# frog photos



## MrsDragonLady (May 18, 2009)

has anyone got any frog photos to add to these...

I was cleaning out a ceramic flower pot yesterday to return to my daughter and found this beautiful frog inside.

It was covered in dirt so I cleaned it up a bit and took a few photos before relocating it to a safe spot


----------



## outbackstorm (May 18, 2009)

Hey there MrsDragonLady, I have only one photo of a northern banjo frog (pobblebonk) that I found out in the bush one night!


----------



## bump73 (May 18, 2009)

A couple of mine

Ben


----------



## Hooglabah (May 18, 2009)

nice fat gtf bump 73 i gots four littluns but they are getting to that really fat stage befor they go through there last big growth spurt


----------



## sarah_m (May 18, 2009)

We saw the first 4 while in the Daintree last October.
The spotted marsh frog we found while doing some gardening last spring.


----------



## Adsell (May 19, 2009)

Last pic is a Banjo.
Ads


----------



## nat0810 (May 19, 2009)

A few from my collection.

Litorie chloris male





Litoria perronii and Litoria gracilenta





Young Litoria Chloris


----------



## miley_take (May 19, 2009)

*Here's a little guy i found up in CQ *


----------



## nat0810 (May 19, 2009)

A few more.

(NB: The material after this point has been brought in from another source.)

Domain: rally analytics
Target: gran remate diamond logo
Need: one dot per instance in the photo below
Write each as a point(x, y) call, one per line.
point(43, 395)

From Northern NSW and one from WA

Litoria moorei Rockingham WA. hiding in a pot plant from garden centre.





Litoria gracilenta





Litoria caerulea





Litoria dentata


----------



## i_LoVe_AnImAlS (May 19, 2009)

wow awesome pics guys!!! i love frogs their so slimy and jumpy like


----------



## MrsDragonLady (May 19, 2009)

So many adorable frogs...

I googled Australian Frogs and was surprised at how many beautiful frogs we have in Australia

These are a couple of links I looked at: http://frogs.org.au/frogs/ and http://www.pbase.com/narellepower/australian_frogs

This link included the sound of the 6 frogs on it: http://www.wettropics.gov.au/st/rainforest_explorer/P/P03Feast/Presources03.htm

The photos below were taken in February 2006 and may (?) be the same one I started this thread with


----------



## MrsDragonLady (May 24, 2009)

*can anyone identify?*

 found this poor fellow down the back yesterday


CAN ANYONE IDENTIFY HIM?


his body length would have been about 60mm


I did try to find him on Google - thought he looked a bit like the banjo frog?


----------



## Lewy (Jun 9, 2009)

MrsDragonLady said:


> found this poor fellow down the back yesterday
> 
> 
> CAN ANYONE IDENTIFY HIM?
> ...


 

WOW Id like to know what that is too, Its kinda weird looking like nothing I have ever seen around here 

The other day I seen a one eyed green tree frog in my gutter it was only young didn't get a pic though


----------



## eipper (Jun 9, 2009)

Limnodynastes terrareginae


----------



## pythons73 (Jun 9, 2009)

Heres a few photos ive taken of frogs,toads from around my area.The first is a big green tree frog,2nd and 3rd are a small toad,i cant beleive they stayed on their backs while i took the picture,and lucky last a med size green tree frog.I have 4-6 different sorts in my garden,and at night at times i come across 20-25 frogs on the plants...enjoy..


----------



## MrsDragonLady (Jun 9, 2009)

eipper said:


> Limnodynastes terrareginae


 
Thank You eipper. 

I played their call (http://www.frogsaustralia.net.au/frogs/display.cfm?frog_id=44 - Windows Media ) and I have definitely heard that sound coming from down near the dam.


----------